Perkaranya kini ialah sejarah supremasi hukum Negara Madinah itu hanya tinggal kisah belaka. Piagam Madinah yang bisa dibaca di mana-mana pun tinggal corat-coret belaka. Bahkan al-Qur’an dan hadits sebagai dua sumber utama hukum Islam yang tetap, baku, dan berlaku sepanjang masa, yang dibukukan sedemikian rapi dan masifnya, pun tampak hanya tersisa sebagai noktah-noktah belaka.

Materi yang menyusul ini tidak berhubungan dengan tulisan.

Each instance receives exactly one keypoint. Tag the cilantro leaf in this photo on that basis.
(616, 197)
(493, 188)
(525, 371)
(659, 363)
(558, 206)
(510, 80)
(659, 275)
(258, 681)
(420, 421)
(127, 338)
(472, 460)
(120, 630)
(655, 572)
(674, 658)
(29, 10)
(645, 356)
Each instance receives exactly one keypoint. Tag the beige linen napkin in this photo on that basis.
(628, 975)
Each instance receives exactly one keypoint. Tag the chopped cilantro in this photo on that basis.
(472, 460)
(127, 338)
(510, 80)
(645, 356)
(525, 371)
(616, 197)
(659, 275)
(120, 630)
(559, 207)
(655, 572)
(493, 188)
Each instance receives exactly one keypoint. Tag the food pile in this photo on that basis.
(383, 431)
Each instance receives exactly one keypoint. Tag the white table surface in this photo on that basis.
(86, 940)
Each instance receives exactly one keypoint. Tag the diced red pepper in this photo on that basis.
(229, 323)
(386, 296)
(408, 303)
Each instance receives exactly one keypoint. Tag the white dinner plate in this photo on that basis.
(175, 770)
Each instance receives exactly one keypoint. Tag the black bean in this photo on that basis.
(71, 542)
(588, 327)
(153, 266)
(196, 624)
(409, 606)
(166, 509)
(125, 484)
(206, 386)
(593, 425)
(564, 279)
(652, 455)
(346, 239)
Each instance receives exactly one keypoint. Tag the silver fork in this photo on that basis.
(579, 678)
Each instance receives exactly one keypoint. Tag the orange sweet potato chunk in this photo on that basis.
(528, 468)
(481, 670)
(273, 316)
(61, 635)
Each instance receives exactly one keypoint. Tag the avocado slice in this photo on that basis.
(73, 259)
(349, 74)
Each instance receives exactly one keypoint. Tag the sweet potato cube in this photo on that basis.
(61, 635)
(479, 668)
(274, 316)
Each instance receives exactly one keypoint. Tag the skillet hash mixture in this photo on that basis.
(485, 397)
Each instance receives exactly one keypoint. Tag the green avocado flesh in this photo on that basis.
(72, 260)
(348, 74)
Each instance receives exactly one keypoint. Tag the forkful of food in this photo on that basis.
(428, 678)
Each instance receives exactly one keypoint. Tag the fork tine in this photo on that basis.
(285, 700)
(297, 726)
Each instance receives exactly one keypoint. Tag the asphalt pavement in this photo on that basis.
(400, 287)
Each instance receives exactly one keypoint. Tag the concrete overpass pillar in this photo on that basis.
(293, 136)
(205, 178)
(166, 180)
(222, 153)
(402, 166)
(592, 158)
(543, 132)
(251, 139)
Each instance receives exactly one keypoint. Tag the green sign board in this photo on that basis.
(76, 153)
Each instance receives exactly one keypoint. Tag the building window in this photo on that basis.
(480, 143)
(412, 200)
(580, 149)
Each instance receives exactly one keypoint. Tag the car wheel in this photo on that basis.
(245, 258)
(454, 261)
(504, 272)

Klaim pilu ini sangat bisa dibuktikan dengan cepat cukup dengan menilik lalu lintas status dan komentar di sosial media. Perdebatan, pertikaian, permusuhan, bahkan caci maki dan ancam-mengancam gara-gara memperebutkan kebenaran pandangan diri dan kelompok telah menjadi kebiasaan, bahkan pekerjaan, keseharian sosial media kita. Siapa pelakunya? Umat Islam. Ya, umat Islam yang bersyahadat sama persis dengan syahadatnya para sahabat, as-sabiqun al-awwalun, yang al-Qur’annya sama pula, yang Tuhan dan Nabinya sama persis. Jika Tuhannya sama, nabinya sama, kitab sucinya sama, lantas mengapa perilakunya semutlak-mutlak berpunggungan langit dan bumi, siang dan malam, fajar dan senja?

Inilah bedanya Muslimun dan Mufsidun itu.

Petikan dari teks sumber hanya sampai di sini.